The larger rolls can be sliced into different width rolls. A 4 foot wide roll, for example, yet still 1,000 feet long, is something that Lisa is working on at the moment. She sends these 1,000 rolls through this “slitter machine” that she sets to cut the 4’ wide, 1,000’ rolls into strips anywhere from a faction of an inch to perhaps a 1 ½” wide for use in bandages or bathing suit straps or…... These strips will be woven into let’s say swimsuits by swimsuit manufacturers to introduce elasticity into whatever the final product might be. Each of these individual 1,000’ rolls of tape of a specific width is gathered into its own upright cardboard box for shipment to the manufacturer that ordered it. Needless to say, this is VERY precise work.

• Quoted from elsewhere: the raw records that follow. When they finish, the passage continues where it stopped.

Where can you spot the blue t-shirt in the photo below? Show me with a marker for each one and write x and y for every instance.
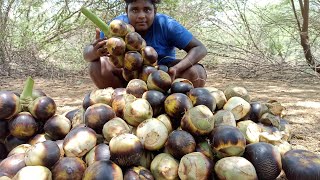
(164, 35)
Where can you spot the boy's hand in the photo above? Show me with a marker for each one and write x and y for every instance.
(99, 45)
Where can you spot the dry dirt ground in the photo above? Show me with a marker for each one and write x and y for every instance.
(300, 97)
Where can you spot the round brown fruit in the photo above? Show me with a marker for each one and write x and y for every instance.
(134, 41)
(159, 80)
(164, 166)
(118, 28)
(181, 85)
(79, 141)
(146, 71)
(180, 143)
(12, 164)
(227, 141)
(46, 154)
(149, 55)
(23, 126)
(101, 152)
(136, 87)
(42, 108)
(116, 46)
(195, 162)
(235, 168)
(117, 61)
(97, 115)
(177, 104)
(103, 170)
(133, 61)
(119, 103)
(301, 164)
(9, 105)
(57, 127)
(128, 74)
(198, 120)
(264, 156)
(156, 100)
(126, 149)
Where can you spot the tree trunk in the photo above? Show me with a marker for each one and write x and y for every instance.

Lisa told me “I was known for awhile as the diaper elastic maker, for example, until manufacturers in India took over that niche in the market. Now I often work slitting elastic into 1” – 2” wide elastic strips that the customer will weave into swimsuits or…. I work with Clint, Keith, Justine, Laurie, Lynn, Jade…. I like what I do and I like working with the others. The work is hard but comfortable – though we all wear sound protection - the job pays well, and we all work well together and we all pay very close attention to safety. The previous “no-accident record” in this plant was 603 days.
“And we all pay close attention to what we call Ergonomic back safety principles as many of us lift a lot of weight. And I just realized every job I have had since I started working full time has required me to wear steel-toed shoes.”
This is one of a series of some 30 profiles of working people from southern Vermont and adjacent New Hampshire that I wrote and then published in the Brattleboro Reformer newspaper every Friday from Jan 1 - May 30. Do the same with your local newspaper.